Que me perdoe o Eduardo por lhe roubar o tema desta citação, mas é por uma boa causa. A de ilustrar, mais uma vez, a aplicação prática do princípio de dois pesos e duas medidas em Portugal.

 

O colarinho branco e a canja da ralé, por José Vítor Malheiros (excertos)

 

1. Quando alguém mete ao bolso uma coisa que não lhe pertence dizemos que a roubou. Mas há justificações para meter coisas ao bolso. E diferentes nomes para usar nas várias circunstâncias, conforme o estatuto social e político dos autores. Uma senhora bem vestida que meta na carteira um perfume, numa loja elegante, distraiu-se - e um engano toda a gente tem. Uma mulher que o faça num supermercado suburbano comete um furto que a sociedade não pode permitir. E um banqueiro que esconda num offshore os milhões que ganhou por vender títulos tóxicos aos incautos clientes é um pilar da sociedade que contribui para o desenvolvimento económico. Esta é a base da sociedade e querer subvertê-la é fomentar o caos e a anarquia. E o sistema judicial existe para garantir a sua subsistência.

 

Quando um deputado rouba alguma coisa também não se trata exactamente de roubo-roubo, como se fosse um maltrapilho qualquer. Pode dizer-se que o deputado se apropriou, tirou ou "roubou" e "furtou", mas entre aspas.

 

2. As medidas de contenção das prestações sociais recentemente apresentadas pelo Governo no âmbito do PEC têm de ser lidas à luz da mesma lógica, que distribui direitos e deveres de acordo com os méritos das pessoas: seria impensável pedir a pessoas de posses, a pessoas de qualidade, a pessoas daquelas de que o país não pode prescindir, que pagassem a crise provocada pelos actos de contabilidade criativa que os corretores e os banqueiros fizeram nos últimos anos e pelos buracos orçamentais criados para colmatar os défices dos bancos.
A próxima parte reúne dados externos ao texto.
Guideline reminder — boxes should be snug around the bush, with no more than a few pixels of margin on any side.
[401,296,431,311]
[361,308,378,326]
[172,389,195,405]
Como o seria combater a fuga de capitais para os paraísos fiscais, ou a fuga ao fisco de pessoas que não sejam trabalhadores por conta de outrem. Tratar-se-ia de uma violência psicológica insuportável.

 

Os pobres já estão habituados a poupar e a apertar o cinto e quase não vão notar a diferença. Os ricos não o sabem fazer. Fá-lo-iam mal. Os desempregados, os recipientes do rendimento mínimo, os trabalhadores precários são peritos na arte de rapar o tacho. Fazem-no há anos, há gerações, há séculos. E atingiram uma eficiência que um banqueiro nunca conseguiria. E, em alturas de crise, temos de apostar na eficiência, temos de entregar a cada um as tarefas que melhor desempenham. Alguém pensa que um gestor de uma grande empresa poderia viver com 1000 euros? Nem vale a pena tentar. Um pobre consegue alimentar uma família de seis com 800 euros. Sabe fazer canja de miúdos de frango e um guisado com um osso de vaca, sabe quais são os medicamentos da receita que não precisa de aviar, conhece as lojas onde pode comprar sapatos e sabe remendar a roupa. Ninguém o faz tão bem como os pobres. É o talento da ralé. Por que se há-de tentar que sejam os ricos a pagar mais impostos e a gastar menos?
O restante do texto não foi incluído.